I wrote about our attorney general who is going to enforce the “century-old-laws” against one group of people and not another. The one she is going to enforce it against has resulted in indictments against 33 people. Their names and photographs are here.
They are to be arraigned in Suffolk Superior Court on various gaming charges on November 30. Their crime is taking bets from people who want to make wagers on sporting events. Yes, that is what DraftKings also does. But our attorney general does not want to prosecute them, in part because guys like Patriot’s owner Bob Kraft has an investment in it. She is more interested in prosecuting the rag-tag bunch who have no big money behind them.
Scanning the list of names my heart was warmed when I saw that Domenic Baldassari, Jr. and Domenic Baldassari III were among the defendants. There is nothing like keeping the business in the family name. Those who recall the Whitey Bulger trial may remember one old time bookie told how he got in the business because his father was involved and how he passed it on to his daughter.
In my career I prosecuted hundreds of bookies. A few I sent to prison but almost all the others were fined in the thousands and released to go back to their profession. I asked to have fines imposed on them because they were not violent guy, committed no other crimes than booking, and were servicing other consenting adults. I felt I was imposing a tax on them. Many of them asked for probation rather than fines. That I refused to do. I figured by fining them I was hurting the people who were running these operations, like Whitey Bulger and Stevie Flemmi. At the time I had no evidence they were the ones who were behind the guys I routinely indicted.
I would learn that they were during Whitey’s trial. I would also learn that Whitey and Stevie were responsible for paying the lawyers and the fines of the guys who were paying them royalties. So in my little way without knowing it I was taking away some of their money.
The one good thing about these illegal bookies was they knew their customers, dealt in cash, and didn’t allow kids to bet with them. DraftKings on the other hand has no idea who it is taking money from, solicits from everyone including kids, and lets them charge their bets on credit cards. The latter is more insidious than the former but it is the one that is legal.
Reading the name Baldassari made me remember the case of Louis Baldassini, similar name but probably not related, who was also involved in illegal gaming from Quincy as are the Baldassaris. Here is a report from the Supreme Judicial Court (SJC) on the appeal that I lost. Louis was also a bookie. The case was argued and decided 45 years ago in 1970.
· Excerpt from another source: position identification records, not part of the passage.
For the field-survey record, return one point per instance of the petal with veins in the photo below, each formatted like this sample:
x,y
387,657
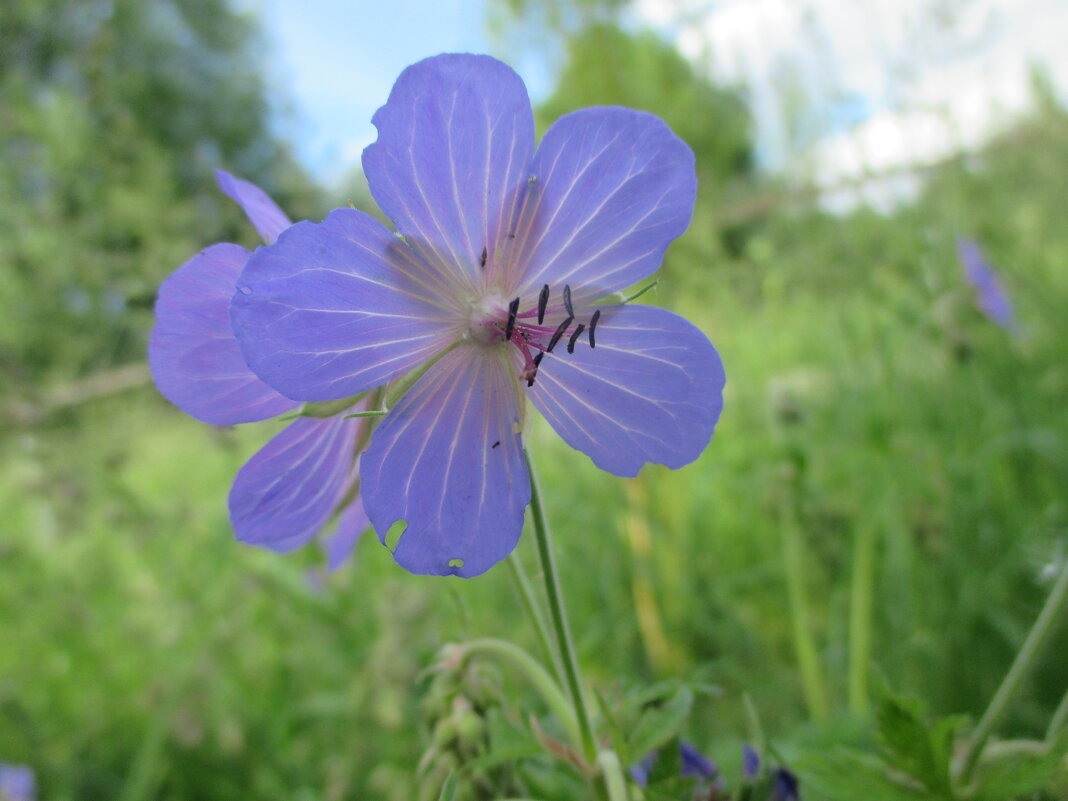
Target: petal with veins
x,y
613,188
291,487
650,391
455,141
448,461
265,216
335,308
194,358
Reading the case again reminds me of some of the things I faced in the small law firm where I was the one associate. A motion to suppress had been filed and argued in the district court before I joined the firm. There were no real grounds set out for suppression and the judge rightly denied the motion.
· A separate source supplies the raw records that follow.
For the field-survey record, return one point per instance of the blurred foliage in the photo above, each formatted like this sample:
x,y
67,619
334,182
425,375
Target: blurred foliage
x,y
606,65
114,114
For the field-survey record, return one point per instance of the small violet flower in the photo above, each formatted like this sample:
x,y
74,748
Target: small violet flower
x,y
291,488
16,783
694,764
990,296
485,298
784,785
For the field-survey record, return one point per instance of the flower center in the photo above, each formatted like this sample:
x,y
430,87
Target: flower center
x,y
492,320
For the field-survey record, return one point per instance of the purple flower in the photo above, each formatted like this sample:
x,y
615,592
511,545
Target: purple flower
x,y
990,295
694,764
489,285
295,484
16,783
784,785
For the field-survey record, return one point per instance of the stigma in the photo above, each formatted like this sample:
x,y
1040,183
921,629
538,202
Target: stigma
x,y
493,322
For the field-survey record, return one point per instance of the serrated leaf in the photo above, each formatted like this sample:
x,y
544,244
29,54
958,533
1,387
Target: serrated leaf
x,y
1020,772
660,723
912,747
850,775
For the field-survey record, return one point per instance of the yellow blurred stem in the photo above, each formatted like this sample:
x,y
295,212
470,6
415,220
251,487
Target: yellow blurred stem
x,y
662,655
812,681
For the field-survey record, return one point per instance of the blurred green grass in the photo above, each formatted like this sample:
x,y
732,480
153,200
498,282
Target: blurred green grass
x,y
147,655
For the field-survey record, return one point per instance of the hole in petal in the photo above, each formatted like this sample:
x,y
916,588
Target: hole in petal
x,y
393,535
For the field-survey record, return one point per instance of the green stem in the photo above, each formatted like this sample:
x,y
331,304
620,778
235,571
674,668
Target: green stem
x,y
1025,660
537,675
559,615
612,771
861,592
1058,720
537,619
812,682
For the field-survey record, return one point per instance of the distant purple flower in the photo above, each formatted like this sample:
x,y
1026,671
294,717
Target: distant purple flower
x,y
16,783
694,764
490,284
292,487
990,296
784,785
One sunny morning the partner in the firm dropped the case on my desk and said “handle the appeal.” I studied it and explained to him we had no grounds for it. He had already begun the process and had been paid for so he insisted I do it. He was not about to return the money he received for it which represented about one-fifth of my yearly salary.
I studied the case and came up with a reasonable argument to challenge the arrest. It had nothing to do with what the partner had previously set out. But I was not going to stand in front of five SJC justices and make a total fool of myself. Justice Quirico expressed his puzzlement noting: “The defendant has given no explanation in his brief or oral argument for the difference between the ground for the motion to suppress . . . and this other ground now urged before the court.”
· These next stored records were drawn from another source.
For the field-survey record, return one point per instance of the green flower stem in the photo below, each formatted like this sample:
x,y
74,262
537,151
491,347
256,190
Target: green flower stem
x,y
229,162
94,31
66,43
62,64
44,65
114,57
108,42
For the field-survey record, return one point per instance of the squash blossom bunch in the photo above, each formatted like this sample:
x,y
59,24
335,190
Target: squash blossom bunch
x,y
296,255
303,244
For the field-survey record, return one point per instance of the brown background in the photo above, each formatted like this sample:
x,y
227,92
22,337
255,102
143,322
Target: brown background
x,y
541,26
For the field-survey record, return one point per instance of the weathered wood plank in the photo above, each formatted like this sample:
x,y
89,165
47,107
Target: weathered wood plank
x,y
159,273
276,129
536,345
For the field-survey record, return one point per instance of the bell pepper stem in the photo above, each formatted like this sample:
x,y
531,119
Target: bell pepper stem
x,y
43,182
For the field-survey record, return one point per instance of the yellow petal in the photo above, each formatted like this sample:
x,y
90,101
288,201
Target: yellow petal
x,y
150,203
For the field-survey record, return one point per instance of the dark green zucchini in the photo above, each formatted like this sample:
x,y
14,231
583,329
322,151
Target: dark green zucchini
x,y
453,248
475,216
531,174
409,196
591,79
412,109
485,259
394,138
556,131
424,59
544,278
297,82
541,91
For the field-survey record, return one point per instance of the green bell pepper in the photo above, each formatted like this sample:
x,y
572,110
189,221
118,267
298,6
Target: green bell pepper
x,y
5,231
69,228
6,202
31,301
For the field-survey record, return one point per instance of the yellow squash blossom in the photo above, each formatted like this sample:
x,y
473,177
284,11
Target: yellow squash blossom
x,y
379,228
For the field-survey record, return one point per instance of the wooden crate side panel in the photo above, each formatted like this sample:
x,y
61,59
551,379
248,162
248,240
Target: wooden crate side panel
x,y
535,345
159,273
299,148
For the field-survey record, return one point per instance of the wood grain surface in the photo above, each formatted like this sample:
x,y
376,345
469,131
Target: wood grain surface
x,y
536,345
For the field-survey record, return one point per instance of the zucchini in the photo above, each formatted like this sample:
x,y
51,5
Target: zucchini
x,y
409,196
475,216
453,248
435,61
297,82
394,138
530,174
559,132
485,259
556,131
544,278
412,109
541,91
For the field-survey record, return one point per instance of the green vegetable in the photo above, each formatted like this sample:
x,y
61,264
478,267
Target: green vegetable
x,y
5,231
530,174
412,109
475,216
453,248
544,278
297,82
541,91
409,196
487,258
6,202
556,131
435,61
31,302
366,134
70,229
How could I tell him I needed the job, I was given a case that had no merit, and I had to present a reasonable argument to the Court to keep the job and to save myself total embarrassment?
I lost the case but I should have won. I argued that an arrest warrant should not have issued without a showing of probable cause and that showing should have been in writing so it could be examined later. Justice Quirico noted my suggestion “would place an impossible burden upon law enforcement officers and those responsible for the administration of our criminal laws.” He added: “we decline to contribute to the further proliferation of opportunities for pretrial excursions and diversions from the merits of the criminal charges.”
Those were the days when the convenience of the police and courts took precedent over the rights of the citizens. Come to think of it, they still do.